Ce jour-là, quand quelqu’un frappa à la porte, il ne le remarqua pas. Il lui arrivait d’ignorer superbement ce genre de demandes, mais aujourd’hui, il ne se laissa même pas troubler par les quelques coups assenés à sa porte, associant ces bruits insignifiants à une démarche automatique de son imagination. Il respira doucement, ralentissant doucement sa vitesse de réflexion pour atteindre l’allure d’un monde qui lui semblait toujours bien trop lent. Non. Ce n’était pas le problème. IL était bien trop lent pour pouvoir avancer, et il en avait assez de réfléchir à chaque chose. Obsédé par ses principes et sa volonté de ne rien changer à sa propre situation, il avait laissé tout l’univers changer. Il était au milieu d’un îlot de paix qui, même sans abordage, se laisserait submerger par tous les problèmes auxquels ses alentours faisaient face. Il ne voyait plus d’issue autre que la porte qu’il s’était lui-même créé et il n’était pas question d’y tourner le dos. Il ne se laisserait pas enfermer ici, dans sa pitoyable vie, bouffé par des remords que sa solitude d’esprit l’empêchait de voir.La réflexion lui convenait un temps, mais désormais, il devait apprendre à agir - trouver l’entredeux parfait pour cesser de considérer tout action comme un écart. Sa propre vie lui était monté à la tête ; il n’était pas le Final Boss d’un jeu donc il avait déjà percé les secrets mais un joueur avancé à un palier auquel n’importe qui pouvait le rejoindre à tout moment, et où il avait cessé d’avancer. Un palier où il resterait bloqué, rattrapé par les pessimistes perspectives d’un futur que les récents événements annonçaient chaotiques.

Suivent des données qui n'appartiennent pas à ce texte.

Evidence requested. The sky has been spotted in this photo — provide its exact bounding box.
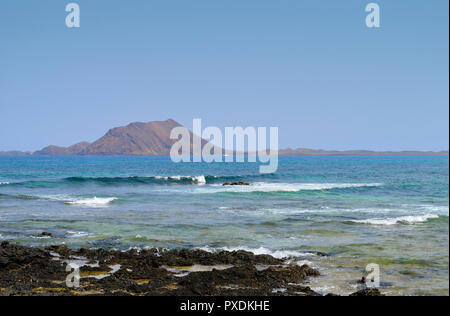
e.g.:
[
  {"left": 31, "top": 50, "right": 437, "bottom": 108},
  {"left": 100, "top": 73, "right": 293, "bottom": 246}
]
[{"left": 0, "top": 0, "right": 449, "bottom": 151}]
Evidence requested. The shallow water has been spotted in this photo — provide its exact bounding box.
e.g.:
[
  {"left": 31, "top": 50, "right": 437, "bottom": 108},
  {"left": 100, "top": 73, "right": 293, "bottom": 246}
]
[{"left": 0, "top": 156, "right": 449, "bottom": 295}]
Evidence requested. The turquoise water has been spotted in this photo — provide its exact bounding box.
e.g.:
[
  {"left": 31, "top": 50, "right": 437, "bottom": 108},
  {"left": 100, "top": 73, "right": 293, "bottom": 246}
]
[{"left": 0, "top": 156, "right": 449, "bottom": 295}]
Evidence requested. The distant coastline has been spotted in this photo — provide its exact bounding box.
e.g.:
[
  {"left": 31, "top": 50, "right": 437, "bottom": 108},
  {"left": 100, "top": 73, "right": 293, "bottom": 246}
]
[
  {"left": 0, "top": 148, "right": 449, "bottom": 157},
  {"left": 0, "top": 119, "right": 448, "bottom": 156}
]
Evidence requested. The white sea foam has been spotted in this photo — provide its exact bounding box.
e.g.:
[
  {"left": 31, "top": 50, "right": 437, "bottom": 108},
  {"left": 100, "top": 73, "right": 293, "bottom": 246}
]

Il devait agir. Et, quelques heures après cette réflexion assurée, il quittait Prismver pour rentrer chez lui un temps. Il se permit un instant de réflexion, repensant au visage de la A qui l’avait soudainement abordé. Il savait qu’elle n’avait aucun intérêt à lui mentir, connaissant  ses capacités intellectuelles et sa facilité à se rappeler d’un passé qui était, selon elle, un tissu de mensonges.

Le trajet en train fut long, bien que Hadès ne l’ait jamais fait jusque là - parce qu’il ne parvenait jamais à se concentrer sur les jeux qu’il avait emporté. Évasif, il ne cilla même pas devant le monde présent à la gare, bien qu’il fasse tout pour l’éviter et appela un taxi pour l’emmener jusqu’à chez lui. La gorge sèche, jetant discrètement des regards au soleil comme pour lui reprocher sa moindre existence, l’anglais se perdit dans une brume de souvenirs si lointaine qu’il eût du mal à croire que la simple vue du quartier aurait pu les ramener à lui. Sa mémoire n’avait pas pu lui jouer un tel tour. Il descendit prudemment, donnant un généreux pourboire au chauffeur qu’il remercia d’un signe de main et s’engagea dans l’allée.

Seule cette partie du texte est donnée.